Les mêmes qualités et les mêmes défauts s’attachaient
à la Septième Symphonie en ré mineur, op.
70 d’Anton Dvorak donnée en seconde partie de concert. De la même manière
que Martinu, l’œuvre de Dvorak, prise à l’époque au sein de l’Empire
Austro-hongrois, Etat multiethnique aux sources culturelles innombrables, qui
plus est en l’espèce commande de la Société Philarmonique de Londres, où elle a
été créée en 1885 avec un grand succès, est le fruit de multiples influences
sans en perdre pour autant son caractère profondément nationaliste. Faut-il
pour s’en convaincre rappeler ces mots du compositeur à son éditeur, Fritz
Simrock : « Tout artiste a sa
patrie, à laquelle il doit croire fermement et vouer de l’ardeur ».
Finalement, nous avions ce soir-là sur scène de
parfaits exemples de la mondialisation, courant sur trois siècles, mais
relevant de deux catégories différentes. La première, du côté des compositeurs,
qui sont à mêmes d’exprimer leurs cultures de façon très traditionnelle grâce à
la dimension universelle de la musique, qui sont en conséquence capables de
faire partager cette culture à des auditeurs qui ne la connaissent pas mais
sont prêts à l’entendre.
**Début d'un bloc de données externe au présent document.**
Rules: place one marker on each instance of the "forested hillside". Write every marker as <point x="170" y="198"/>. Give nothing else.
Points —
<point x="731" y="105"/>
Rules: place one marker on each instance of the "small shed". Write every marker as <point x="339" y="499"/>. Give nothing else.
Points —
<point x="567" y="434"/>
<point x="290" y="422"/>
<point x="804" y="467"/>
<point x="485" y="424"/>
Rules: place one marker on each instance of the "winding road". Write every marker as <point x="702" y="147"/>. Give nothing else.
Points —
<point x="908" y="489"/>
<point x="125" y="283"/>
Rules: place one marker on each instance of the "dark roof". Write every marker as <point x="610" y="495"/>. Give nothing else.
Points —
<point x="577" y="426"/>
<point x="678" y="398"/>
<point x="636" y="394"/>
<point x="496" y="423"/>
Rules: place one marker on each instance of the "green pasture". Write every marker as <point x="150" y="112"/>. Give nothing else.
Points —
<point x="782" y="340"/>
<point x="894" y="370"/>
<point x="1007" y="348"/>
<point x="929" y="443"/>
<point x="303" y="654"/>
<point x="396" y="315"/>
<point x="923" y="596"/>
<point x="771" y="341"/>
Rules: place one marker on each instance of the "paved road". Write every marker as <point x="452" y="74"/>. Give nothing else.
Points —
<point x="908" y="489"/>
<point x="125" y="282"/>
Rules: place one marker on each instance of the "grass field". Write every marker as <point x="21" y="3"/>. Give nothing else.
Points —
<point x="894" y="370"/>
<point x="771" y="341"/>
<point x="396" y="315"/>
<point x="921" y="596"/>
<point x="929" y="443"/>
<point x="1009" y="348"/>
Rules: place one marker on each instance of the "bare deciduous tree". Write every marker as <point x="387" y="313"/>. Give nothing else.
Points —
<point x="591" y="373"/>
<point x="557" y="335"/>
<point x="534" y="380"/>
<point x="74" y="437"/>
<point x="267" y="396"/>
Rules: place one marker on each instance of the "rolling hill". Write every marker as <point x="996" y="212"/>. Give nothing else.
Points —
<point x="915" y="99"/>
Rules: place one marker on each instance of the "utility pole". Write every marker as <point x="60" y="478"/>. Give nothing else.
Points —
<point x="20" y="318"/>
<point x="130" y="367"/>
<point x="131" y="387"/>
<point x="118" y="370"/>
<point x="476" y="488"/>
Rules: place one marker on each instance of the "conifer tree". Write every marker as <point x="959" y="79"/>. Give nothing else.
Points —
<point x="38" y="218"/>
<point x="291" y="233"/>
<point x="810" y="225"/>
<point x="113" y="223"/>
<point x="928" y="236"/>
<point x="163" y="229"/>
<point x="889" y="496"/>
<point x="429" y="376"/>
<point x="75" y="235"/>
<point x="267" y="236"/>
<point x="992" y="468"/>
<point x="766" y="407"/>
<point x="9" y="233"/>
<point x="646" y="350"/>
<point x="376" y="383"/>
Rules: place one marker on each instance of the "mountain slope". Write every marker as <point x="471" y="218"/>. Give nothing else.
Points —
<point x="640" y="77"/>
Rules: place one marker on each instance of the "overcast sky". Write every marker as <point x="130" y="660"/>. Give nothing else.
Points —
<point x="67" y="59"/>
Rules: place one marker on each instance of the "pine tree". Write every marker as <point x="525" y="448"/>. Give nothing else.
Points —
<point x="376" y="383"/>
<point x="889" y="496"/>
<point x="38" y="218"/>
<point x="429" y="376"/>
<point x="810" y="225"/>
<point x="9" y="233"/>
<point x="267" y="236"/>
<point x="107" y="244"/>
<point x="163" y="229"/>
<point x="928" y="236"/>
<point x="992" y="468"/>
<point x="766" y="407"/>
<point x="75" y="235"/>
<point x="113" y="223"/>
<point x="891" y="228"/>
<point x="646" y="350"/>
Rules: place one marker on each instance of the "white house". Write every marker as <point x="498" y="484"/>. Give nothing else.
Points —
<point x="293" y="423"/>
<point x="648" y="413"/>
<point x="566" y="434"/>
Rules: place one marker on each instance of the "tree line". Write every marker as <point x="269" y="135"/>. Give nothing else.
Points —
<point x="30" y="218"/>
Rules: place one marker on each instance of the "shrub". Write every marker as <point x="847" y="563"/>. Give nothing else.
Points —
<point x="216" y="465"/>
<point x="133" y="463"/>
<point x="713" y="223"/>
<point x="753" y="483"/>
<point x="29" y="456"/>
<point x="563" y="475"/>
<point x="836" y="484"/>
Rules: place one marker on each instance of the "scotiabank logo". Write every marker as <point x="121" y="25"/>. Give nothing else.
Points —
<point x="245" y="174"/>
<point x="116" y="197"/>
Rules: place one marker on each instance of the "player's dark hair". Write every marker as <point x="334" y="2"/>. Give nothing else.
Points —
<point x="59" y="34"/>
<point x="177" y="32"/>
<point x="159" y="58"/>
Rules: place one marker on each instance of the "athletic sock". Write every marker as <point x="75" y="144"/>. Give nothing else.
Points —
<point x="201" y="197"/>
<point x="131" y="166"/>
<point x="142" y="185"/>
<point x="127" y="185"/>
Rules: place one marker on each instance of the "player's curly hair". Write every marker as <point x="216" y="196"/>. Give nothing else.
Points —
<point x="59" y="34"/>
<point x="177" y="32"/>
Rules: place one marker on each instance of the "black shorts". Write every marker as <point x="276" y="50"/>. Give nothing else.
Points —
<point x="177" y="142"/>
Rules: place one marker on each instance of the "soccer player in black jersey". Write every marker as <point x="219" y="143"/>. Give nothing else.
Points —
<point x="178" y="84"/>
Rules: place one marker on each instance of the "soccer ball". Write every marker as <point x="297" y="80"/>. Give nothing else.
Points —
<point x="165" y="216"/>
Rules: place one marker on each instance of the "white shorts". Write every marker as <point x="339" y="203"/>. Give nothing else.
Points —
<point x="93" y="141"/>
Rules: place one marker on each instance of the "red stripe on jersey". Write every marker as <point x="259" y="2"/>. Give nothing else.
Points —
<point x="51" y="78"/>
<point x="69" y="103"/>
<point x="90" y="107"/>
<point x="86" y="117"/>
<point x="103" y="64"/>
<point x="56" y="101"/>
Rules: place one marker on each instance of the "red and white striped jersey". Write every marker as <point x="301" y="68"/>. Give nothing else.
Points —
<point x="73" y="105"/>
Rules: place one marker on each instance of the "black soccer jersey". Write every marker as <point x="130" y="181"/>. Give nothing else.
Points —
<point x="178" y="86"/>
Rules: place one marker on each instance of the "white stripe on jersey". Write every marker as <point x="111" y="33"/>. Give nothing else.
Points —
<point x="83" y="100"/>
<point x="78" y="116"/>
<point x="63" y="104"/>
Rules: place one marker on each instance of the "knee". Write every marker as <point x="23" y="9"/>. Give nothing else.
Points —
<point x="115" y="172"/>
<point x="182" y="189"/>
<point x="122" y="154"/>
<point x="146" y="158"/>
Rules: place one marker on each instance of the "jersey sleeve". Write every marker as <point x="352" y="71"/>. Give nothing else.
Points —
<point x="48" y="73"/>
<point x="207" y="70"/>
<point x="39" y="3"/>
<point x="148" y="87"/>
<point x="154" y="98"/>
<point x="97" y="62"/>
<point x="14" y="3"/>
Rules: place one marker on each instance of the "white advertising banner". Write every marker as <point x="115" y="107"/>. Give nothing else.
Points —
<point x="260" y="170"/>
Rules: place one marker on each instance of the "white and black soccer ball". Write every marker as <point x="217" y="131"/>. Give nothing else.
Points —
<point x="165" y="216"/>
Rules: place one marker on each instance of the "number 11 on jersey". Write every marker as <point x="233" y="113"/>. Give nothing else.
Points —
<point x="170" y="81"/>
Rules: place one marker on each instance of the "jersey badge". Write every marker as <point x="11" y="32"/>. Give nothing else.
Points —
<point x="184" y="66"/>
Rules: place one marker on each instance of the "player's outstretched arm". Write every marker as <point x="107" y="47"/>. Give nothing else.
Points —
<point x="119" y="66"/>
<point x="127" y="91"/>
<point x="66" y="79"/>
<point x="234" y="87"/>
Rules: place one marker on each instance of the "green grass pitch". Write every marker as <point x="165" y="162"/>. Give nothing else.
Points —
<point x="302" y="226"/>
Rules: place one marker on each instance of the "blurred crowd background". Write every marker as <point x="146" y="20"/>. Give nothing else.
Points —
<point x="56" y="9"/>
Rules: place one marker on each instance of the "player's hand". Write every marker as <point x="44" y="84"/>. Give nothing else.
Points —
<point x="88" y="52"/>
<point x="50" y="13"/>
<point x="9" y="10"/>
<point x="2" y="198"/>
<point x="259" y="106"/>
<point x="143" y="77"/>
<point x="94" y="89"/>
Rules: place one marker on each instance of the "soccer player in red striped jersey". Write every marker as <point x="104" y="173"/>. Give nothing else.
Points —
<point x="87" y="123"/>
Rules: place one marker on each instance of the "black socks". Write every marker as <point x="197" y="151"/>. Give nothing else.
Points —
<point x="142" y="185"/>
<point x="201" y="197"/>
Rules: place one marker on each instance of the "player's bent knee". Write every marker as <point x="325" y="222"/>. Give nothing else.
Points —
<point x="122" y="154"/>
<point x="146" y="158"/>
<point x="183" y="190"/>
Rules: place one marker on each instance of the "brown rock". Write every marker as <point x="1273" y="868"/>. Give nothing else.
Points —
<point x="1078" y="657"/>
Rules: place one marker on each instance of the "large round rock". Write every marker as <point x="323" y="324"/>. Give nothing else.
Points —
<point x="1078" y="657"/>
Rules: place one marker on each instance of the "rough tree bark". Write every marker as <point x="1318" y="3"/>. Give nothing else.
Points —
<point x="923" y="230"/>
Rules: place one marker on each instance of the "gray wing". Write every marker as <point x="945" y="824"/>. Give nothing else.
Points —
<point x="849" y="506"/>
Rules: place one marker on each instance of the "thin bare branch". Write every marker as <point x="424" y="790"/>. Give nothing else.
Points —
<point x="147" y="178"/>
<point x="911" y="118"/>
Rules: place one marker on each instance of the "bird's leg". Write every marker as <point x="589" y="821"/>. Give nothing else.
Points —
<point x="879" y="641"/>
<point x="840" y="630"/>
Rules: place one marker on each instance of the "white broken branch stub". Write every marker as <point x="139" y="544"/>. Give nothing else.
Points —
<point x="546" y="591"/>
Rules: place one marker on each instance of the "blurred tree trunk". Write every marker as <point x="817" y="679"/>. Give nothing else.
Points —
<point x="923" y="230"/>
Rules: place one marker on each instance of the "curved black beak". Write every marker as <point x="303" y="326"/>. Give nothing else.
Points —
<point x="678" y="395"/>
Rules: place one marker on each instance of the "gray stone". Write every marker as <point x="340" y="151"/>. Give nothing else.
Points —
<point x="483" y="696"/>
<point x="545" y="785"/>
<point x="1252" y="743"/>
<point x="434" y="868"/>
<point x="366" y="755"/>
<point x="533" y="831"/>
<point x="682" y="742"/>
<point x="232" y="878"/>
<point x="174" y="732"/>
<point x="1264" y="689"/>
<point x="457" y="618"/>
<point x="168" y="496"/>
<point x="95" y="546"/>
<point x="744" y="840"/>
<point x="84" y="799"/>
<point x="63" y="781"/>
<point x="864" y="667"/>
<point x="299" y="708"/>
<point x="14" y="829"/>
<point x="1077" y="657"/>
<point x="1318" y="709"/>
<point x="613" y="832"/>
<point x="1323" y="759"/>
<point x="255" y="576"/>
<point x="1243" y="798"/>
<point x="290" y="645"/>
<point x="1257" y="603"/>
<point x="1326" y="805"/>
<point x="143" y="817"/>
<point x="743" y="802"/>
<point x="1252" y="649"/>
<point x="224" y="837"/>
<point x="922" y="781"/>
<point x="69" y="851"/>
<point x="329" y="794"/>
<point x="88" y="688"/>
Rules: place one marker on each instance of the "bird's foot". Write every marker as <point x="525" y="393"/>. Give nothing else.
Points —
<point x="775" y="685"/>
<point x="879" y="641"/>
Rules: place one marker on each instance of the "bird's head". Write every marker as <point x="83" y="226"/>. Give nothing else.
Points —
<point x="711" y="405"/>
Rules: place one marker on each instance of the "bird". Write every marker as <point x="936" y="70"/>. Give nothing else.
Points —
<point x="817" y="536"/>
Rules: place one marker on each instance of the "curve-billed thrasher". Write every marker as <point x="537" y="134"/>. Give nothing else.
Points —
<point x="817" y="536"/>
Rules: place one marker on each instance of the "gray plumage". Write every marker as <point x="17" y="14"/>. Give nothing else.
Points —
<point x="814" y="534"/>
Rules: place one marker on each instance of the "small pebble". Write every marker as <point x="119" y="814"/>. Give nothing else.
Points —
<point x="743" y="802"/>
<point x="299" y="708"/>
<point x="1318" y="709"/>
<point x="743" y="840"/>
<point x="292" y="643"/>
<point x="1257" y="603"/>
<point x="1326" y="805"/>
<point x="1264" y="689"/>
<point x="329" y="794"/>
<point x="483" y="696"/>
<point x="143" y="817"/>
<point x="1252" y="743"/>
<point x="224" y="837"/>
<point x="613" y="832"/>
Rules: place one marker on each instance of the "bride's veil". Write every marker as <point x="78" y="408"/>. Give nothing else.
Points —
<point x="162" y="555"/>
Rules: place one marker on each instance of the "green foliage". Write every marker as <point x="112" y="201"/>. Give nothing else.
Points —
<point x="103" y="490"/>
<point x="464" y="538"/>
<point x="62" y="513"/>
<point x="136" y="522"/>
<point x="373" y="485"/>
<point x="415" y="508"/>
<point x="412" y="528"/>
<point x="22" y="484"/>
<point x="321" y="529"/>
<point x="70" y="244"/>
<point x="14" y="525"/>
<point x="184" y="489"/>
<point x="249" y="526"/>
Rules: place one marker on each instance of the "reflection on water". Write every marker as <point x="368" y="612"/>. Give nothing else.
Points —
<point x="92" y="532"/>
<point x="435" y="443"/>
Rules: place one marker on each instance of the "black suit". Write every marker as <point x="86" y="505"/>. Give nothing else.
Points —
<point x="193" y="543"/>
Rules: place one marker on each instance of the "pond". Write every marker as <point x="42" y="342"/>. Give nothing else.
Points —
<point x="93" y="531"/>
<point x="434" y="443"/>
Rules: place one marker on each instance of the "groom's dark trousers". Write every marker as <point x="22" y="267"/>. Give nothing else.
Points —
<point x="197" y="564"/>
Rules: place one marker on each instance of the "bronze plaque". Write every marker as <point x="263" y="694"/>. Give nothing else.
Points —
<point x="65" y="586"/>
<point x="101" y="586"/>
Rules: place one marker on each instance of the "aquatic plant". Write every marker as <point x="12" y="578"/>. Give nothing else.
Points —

Aujourd’hui, force est de reconnaître que la dimension
universelle a pris le pas sur les particularités culturelles de chacun et que
l’on est appelé à entendre comme à jouer des œuvres qui font partie du grand
répertoire, sans plus s’interroger sur ce qu’elles sont, comme si leur
inscription dans le patrimoine de l’humanité les privait de toute leur
individualité. C’est très beau, c’est fort bien fait, c’est un concerto, c’est
une symphonie, ce n’est plus ni Martinu ni Dvorak et c’est bien dommage.